Une hôtesse nous conduisit à deux tables tout juste devant la scène et nous nous y installâmes. Sora, Yuraki, Shion et Masahiko étaient assis à la première table et moi, j’étais assis avec les assistantes, entre Susumu à ma gauche et Makoto à ma droite. Nous avions rapproché les tables l’une contre l’autre afin de mieux se comprendre pendant la conversation. Quelques minutes plus tard, un serveur vint à notre table. En voyant Susumu et Kazuko, il eut une drôle d’expression de malaise, mais il se contenta de dire:
-Puis-je prendre votre commande?
-Oui, répondit Sora. Champagne pour tout le monde.
-Un verre de jus d’orange pour notre fille qui n’a pas encore l’âge de boire de l’alcool, s’empressa de dire Yukari en voyant Shion qui frottait d’un air avide ses mains l’une contre l’autre.
-Maman!, protesta cette dernière, un air déconfit sur le visage. J’ai dix-sept ans, je ne suis plus une enfant!
-Shion, tu n’es pas majeure!, rétorqua Yukari d’un ton sans réplique. Détail que ton père semble oublier quelques fois!, ajouta-t-elle en décochant un regard chargé de reproches vers Sora qui eut un sourire gêné.
Shion croisa ses bras sur sa poitrine d’un air boudeur et Masahiko dit, histoire de changer de sujet:
-Patrick me parlait plus tôt aujourd’hui qu’il était un bon musicien.
-C’est vrai, tu joues de la musique?, demanda Hiromi en posant son menton sur ses mains jointes, accoudée sur la table. J’aimerais entendre ça!

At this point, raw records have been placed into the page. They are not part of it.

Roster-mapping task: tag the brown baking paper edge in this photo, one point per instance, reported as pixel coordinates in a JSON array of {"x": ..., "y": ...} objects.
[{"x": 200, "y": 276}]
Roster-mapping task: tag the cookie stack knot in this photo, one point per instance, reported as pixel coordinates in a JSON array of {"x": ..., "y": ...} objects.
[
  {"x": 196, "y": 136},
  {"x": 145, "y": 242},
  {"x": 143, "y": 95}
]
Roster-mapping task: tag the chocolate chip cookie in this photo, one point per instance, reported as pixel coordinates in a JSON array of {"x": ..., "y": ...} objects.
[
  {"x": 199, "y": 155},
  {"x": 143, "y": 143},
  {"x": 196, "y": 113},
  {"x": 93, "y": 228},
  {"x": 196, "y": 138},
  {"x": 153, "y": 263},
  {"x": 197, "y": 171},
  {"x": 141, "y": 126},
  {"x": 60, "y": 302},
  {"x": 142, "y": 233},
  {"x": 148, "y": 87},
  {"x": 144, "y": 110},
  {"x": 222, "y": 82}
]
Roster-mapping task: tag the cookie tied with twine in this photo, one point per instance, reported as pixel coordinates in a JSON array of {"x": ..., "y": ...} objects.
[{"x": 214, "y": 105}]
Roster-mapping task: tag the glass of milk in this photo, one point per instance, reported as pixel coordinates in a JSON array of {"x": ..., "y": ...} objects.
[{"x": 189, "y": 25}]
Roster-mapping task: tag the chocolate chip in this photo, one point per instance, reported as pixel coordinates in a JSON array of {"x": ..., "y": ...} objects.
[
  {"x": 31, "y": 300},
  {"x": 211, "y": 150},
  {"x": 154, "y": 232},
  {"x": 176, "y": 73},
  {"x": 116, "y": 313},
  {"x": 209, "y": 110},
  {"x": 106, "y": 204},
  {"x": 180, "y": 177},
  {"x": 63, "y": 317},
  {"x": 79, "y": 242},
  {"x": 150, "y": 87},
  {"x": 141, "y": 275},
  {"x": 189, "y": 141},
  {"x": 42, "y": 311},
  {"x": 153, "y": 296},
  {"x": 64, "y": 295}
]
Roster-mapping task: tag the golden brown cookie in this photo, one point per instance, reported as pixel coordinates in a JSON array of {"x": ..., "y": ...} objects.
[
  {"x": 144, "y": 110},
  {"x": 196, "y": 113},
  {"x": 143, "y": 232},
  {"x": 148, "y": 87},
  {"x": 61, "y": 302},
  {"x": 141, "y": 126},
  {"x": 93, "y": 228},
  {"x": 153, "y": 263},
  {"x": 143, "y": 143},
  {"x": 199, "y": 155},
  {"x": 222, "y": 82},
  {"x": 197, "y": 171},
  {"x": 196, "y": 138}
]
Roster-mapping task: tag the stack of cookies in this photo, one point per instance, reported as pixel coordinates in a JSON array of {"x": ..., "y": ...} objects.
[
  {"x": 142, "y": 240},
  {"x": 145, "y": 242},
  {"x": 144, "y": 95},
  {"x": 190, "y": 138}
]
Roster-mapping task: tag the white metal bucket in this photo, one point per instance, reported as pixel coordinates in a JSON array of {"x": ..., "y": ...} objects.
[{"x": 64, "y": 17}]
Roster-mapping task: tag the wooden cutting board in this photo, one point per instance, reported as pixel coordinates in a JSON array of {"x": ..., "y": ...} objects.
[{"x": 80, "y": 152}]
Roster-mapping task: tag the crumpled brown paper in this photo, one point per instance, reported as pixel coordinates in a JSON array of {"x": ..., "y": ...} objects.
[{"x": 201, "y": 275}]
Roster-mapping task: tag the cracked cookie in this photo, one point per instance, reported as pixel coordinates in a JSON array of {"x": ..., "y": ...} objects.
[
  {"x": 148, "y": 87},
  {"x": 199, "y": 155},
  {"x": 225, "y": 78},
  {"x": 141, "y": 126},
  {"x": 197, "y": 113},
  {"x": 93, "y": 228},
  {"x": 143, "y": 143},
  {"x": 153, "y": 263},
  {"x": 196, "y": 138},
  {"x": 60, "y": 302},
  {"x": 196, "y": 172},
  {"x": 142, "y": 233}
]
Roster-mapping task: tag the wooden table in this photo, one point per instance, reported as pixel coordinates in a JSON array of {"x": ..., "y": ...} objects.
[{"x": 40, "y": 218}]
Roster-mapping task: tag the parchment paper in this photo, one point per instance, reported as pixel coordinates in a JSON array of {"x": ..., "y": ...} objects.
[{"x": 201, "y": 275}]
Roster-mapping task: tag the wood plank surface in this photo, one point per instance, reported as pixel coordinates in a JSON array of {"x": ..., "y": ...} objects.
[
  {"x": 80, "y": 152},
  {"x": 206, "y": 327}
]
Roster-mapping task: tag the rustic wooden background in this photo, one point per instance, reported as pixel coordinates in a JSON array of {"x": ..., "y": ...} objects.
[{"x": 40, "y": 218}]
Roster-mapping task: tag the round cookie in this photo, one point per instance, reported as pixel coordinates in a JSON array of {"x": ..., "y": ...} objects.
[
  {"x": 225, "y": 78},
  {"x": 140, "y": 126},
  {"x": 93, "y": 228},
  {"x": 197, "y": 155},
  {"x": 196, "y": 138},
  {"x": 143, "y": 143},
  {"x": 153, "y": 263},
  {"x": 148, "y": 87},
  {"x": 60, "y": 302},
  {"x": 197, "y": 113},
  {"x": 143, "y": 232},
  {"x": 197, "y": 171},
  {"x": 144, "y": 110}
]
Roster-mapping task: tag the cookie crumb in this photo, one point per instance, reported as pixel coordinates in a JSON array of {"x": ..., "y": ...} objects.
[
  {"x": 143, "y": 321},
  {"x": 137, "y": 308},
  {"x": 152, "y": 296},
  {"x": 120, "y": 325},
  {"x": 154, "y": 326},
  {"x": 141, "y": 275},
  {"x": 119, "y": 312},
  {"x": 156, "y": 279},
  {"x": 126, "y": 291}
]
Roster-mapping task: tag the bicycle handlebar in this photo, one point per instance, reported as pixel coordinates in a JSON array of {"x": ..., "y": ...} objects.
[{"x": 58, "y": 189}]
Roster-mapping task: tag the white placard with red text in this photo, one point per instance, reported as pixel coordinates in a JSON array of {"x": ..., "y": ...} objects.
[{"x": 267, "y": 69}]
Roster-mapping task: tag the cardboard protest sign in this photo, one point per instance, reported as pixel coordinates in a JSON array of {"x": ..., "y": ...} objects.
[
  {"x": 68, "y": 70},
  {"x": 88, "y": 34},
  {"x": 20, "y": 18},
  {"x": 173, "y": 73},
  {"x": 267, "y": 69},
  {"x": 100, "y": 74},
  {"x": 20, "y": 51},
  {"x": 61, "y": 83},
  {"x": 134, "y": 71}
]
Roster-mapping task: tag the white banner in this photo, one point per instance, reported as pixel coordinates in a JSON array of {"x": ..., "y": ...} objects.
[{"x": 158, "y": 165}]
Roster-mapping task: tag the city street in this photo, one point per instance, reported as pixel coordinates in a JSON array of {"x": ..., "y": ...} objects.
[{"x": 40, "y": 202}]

Elle étais assise juste devant moi et je pouvais voir l’enthousiasme luire dans ses yeux espiègles. Je levai une main et, l’air gêné, je dis:
-N’exagérons rien! Je suis loin d’être un musicien professionnel comme ceux-là!, dis-je en désignant l’orchestre qui entonnait un autre vieil air, “Stand By Me”.
-Ce ne sont pas des pros, dit Susumu. Ici, il n’y a que des amateurs qui montent sur cette scène pour faire leurs numéros.
-Pourtant, à les voir, j’aurais cru qu’ils étaient...
-Non, dit Masahiko. Certains clients aiment frimer, alors ils font tout pour se faire remarquer... Certains espèrent même qu’un agent se trouve dans la salle et les remarque, mais ici, ce n’est qu’un petit bistro plutôt ordinaire. Personne d’important ne vient ici.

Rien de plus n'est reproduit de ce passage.